De sept jours à 24 heures

 

Par conséquent, il sera désormais plus compliqué pour les entreprises de connaître en détail et dans la durée le parcours client sur internet : un consommateur qui aura cliqué sur une annonce ne sera plus identifiable via un cookie au-delà de 24 heures sur Safari. Sachant que le customer journey ou parcours client dure en moyenne 36 jours et implique 45 points de contact (répartis entre les moteurs de recherche, les divers sites et via différents devices), cette annonce est une mauvaise nouvelle pour les marketeurs, professionnels du tourisme.

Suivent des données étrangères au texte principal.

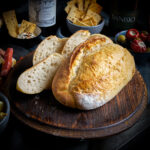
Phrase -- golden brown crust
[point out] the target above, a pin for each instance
(93, 74)
(60, 85)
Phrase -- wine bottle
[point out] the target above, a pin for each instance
(123, 15)
(43, 13)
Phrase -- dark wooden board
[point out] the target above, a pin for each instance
(43, 112)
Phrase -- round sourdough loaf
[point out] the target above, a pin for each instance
(94, 74)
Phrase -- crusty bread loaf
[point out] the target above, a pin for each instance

La mesure de l’attribution post-view (lorsque l’utilisateur est exposé à la publicité sans générer de clic) est devenue moins précise. 

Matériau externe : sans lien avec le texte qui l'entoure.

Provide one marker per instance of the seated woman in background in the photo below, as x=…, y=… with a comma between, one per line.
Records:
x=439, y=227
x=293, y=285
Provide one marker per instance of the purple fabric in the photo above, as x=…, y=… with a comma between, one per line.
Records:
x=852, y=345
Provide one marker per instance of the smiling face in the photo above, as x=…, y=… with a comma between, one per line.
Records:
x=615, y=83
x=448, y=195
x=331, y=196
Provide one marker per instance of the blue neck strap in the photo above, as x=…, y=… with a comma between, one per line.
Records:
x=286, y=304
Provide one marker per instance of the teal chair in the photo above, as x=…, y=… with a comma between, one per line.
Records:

D’après Eulerian Technologies, une société spécialisée dans l’analyse et l’optimisation en temps réel des opérations e-marketing, un recours existe grâce à l’utilisation des cookies 1st party, des cookies dont la collecte se fait sous le nom de domaine de l’annonceur, en passant par un CNAME, soit une délégation, un alias, via un sous-domaine de l’annonceur, comme par exemple : www.plateforme.annonceur.com. La collecte des données s’effectuera alors sous le nom de l’annonceur, et non sous celui d’un tiers. “Perdre la relation avec les utilisateurs Apple n’est pas une fatalité. Une collecte de données qui respecte les fondamentaux techniques de l’Internet et ne cherche pas à faire prendre aux technologies Apple des vessies pour des lanternes, comme les faux cookies 1st party javascript, permet de continuer à mesurer efficacement les conversions réalisées par les clients Apple”, explique Emmanuel Brunet, CEO d’Eulerian Technologies. Il faut tout de même relativiser l’impact de cette mise à jour d’Apple puisque d’après les derniers chiffres (mai 2019), Safari ne dispose que de 6,5% de parts de marché des navigateurs Web dans le monde, toutes plateformes confondues, derrière le leader Chrome avec 61,9%. 

 

En résumé :

Fin février, Apple annonce que l’ITP 2.1 va réduire l’utilisation des cookies tiers sur Safari (notamment via les GAFAM) à sept jours.

Fin avril, face aux techniques de contournement, Apple lance l’ITP 2.2, une nouvelle version qui durcit l’ITP 2.1 et les faux cookies assimilés « first party » introduits sur des pages telles que Facebook ou Google. Ils seront limités à 24 heures et non plus à sept jours.

Il est conseillé aux annonceurs de n’utiliser que des « vrais » cookies first party.